In a previous study, it was claimed that the haemodynamic response to intubation might be less with indirect laryngoscopy because of less compression of the soft tissues.26 Our findings further support this statement: we suppose that a lower contact pressure between the soft upper tissues and the laryngoscope blade could also decrease the chance of pharyngeal trauma. Moreover, it is reasonable to assume that a lower applied force allows an easier manoeuvre for operators, in accordance with findings of Malik and colleagues,27 since the procedure requires a lower effort by the operator.

Our method follows a different approach from other studies. Bucx and colleagues20 used a strain gauge-based sensor positioned between the handle and the blade; McCoy and colleagues21 re-designed a laryngoscope handle incorporating a force-displacement transducer; Evans and colleagues18 used a dynamometer; and Hastings and colleagues22 added a metal structure to the handle incorporating two force transducers. The reproducibility of such methods could be limited and the structure of the laryngoscope is somewhat modified in shape and weight, altering the intubation technique.21 Moreover, these devices could be difficult to realize and the measurements difficult to interpret. 20 The study proposed by Santoni and colleagues17 is the first utilizing piezoelectric sensors to measure the applied pressure on six different points of the laryngoscope blade. However, here we increase the resolution of the pressure measurement throughout the surface of the blade by applying pressure sensitive films.

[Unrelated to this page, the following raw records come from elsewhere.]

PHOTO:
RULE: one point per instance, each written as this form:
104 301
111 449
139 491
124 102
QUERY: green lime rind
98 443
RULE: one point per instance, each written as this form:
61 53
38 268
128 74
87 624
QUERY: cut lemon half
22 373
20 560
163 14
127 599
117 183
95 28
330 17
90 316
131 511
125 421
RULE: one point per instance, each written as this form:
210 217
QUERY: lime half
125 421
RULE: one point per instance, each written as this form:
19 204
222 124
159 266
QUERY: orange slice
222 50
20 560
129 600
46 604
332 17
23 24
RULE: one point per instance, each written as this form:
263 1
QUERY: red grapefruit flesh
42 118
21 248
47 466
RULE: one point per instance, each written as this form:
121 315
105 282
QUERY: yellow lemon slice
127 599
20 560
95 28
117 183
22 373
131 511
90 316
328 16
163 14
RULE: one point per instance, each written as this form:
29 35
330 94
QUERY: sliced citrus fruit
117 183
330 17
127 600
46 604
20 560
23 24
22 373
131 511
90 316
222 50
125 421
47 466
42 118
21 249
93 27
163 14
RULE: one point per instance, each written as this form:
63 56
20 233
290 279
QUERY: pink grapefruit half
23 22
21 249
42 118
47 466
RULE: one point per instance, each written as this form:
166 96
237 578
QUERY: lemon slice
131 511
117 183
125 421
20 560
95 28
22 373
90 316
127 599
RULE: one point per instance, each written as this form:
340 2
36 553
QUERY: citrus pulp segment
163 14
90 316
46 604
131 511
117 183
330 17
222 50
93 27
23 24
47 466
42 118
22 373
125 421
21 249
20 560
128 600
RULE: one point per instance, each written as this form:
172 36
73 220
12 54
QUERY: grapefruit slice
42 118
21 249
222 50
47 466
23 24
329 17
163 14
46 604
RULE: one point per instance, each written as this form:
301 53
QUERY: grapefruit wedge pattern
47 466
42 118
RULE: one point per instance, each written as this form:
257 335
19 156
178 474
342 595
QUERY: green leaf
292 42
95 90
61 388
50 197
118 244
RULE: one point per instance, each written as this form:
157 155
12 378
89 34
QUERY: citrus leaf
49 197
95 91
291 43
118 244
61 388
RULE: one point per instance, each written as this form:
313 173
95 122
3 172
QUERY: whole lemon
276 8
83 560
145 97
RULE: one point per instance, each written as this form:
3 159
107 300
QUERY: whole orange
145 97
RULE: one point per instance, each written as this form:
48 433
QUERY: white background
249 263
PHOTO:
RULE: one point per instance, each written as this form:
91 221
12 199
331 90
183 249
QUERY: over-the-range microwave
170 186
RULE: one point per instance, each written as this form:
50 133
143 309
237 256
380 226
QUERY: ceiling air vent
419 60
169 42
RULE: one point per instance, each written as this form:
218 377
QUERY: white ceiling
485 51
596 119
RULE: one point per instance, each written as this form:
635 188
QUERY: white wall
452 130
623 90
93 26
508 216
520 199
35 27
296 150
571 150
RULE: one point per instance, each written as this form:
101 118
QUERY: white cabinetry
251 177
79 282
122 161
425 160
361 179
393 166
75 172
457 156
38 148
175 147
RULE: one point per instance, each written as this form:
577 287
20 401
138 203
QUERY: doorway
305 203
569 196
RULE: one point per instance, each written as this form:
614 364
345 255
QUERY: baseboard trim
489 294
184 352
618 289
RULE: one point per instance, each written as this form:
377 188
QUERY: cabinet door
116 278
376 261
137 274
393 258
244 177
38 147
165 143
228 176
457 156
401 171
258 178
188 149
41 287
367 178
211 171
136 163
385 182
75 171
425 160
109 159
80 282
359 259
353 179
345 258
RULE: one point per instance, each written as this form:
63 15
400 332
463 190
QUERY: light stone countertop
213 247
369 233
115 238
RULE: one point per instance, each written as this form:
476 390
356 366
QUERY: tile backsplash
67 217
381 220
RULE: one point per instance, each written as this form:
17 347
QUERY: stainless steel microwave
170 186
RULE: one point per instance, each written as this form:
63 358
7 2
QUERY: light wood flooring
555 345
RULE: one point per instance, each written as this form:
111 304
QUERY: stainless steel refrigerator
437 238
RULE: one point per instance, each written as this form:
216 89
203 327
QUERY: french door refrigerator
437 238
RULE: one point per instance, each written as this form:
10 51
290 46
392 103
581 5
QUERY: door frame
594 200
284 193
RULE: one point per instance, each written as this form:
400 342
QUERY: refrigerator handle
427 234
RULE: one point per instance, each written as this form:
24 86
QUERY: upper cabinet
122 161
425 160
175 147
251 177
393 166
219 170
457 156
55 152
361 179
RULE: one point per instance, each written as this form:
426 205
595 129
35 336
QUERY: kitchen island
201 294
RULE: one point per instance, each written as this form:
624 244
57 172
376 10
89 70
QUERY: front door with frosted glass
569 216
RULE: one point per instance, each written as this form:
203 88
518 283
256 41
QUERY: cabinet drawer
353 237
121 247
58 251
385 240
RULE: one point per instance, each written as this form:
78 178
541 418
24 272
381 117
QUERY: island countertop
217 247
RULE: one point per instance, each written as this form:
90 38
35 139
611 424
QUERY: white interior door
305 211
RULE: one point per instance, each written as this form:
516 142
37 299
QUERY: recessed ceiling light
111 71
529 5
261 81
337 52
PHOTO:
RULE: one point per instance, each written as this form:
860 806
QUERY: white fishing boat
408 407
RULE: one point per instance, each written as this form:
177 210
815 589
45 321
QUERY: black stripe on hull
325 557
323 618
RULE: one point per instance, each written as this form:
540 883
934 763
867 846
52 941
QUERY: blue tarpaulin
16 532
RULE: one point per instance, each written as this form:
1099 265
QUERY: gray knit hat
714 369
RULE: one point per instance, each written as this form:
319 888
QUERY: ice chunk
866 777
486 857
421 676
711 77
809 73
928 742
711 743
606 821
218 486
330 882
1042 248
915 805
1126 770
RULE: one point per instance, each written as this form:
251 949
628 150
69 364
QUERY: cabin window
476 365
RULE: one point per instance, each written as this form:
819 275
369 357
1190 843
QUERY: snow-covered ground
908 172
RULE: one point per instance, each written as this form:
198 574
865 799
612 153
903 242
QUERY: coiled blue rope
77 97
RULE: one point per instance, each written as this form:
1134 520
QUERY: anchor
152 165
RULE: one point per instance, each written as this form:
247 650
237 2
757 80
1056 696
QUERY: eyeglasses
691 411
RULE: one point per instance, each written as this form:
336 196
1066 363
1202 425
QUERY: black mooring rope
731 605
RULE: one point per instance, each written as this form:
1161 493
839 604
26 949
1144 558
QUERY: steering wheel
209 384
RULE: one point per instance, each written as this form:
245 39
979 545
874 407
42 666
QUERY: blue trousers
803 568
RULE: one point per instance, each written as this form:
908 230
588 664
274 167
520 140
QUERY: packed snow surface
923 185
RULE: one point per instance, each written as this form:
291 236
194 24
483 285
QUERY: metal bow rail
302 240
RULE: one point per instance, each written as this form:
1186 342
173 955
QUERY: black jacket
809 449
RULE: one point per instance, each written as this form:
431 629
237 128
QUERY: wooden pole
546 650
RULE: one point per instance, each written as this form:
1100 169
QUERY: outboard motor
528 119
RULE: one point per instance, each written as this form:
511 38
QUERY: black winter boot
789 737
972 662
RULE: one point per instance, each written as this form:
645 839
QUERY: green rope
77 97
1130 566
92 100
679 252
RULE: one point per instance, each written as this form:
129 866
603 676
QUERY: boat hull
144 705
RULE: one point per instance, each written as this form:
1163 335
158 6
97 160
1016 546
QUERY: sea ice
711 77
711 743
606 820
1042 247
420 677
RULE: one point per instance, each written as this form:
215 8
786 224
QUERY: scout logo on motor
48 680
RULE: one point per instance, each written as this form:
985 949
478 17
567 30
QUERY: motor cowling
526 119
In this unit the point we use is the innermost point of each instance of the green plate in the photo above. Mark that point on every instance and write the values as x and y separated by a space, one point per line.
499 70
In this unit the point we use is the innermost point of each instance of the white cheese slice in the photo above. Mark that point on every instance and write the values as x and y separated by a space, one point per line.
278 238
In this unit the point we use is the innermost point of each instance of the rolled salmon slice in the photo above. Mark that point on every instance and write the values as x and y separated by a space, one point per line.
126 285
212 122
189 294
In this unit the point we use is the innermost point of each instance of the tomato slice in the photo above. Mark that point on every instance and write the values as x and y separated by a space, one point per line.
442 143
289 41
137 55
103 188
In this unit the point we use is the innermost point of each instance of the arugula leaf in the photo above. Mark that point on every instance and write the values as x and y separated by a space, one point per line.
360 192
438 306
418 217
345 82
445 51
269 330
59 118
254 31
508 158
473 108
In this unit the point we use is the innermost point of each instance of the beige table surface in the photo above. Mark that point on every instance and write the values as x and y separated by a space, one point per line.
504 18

The new-proposed method in this study takes into account two important issues: first, it allowed the procedure to be as spontaneous and natural as possible, without any obstacle to the introductory movement or modification of the device; and second, the measurement set-up was minimally invasive and also easily reproducible in vivo for future purposes.

A limitation must be considered when considering the outcomes of this study. The pressure measurement has been performed on the distal part of the laryngoscopes blade (30 mm from the tip), neglecting the contributions from the area more proximal to the handle with the hypothesis that the contact with the tongue represented a small percentage of the total. This hypothesis seems to have a valid foundation as our results about forces are in line with findings of previous studies (as regards the Macintosh laryngoscope). 18 19 22 However, as this approximation has been used for both laryngoscopes, considering only the lifting of the glottis would not affect the findings of this survey. Moreover, this is a manikin study and further studies in vivo are needed to strengthen our outcomes.

In conclusion, when compared with the Macintosh laryngoscope, lower forces are applied when the GlideScope is used to achieve tracheal intubation, which may reduce the incidence of side-effects of laryngoscopy, especially in situations of difficult visualization.


This study was supported by funding from the Department of Anaesthesia at the University Campus Bio-Medico.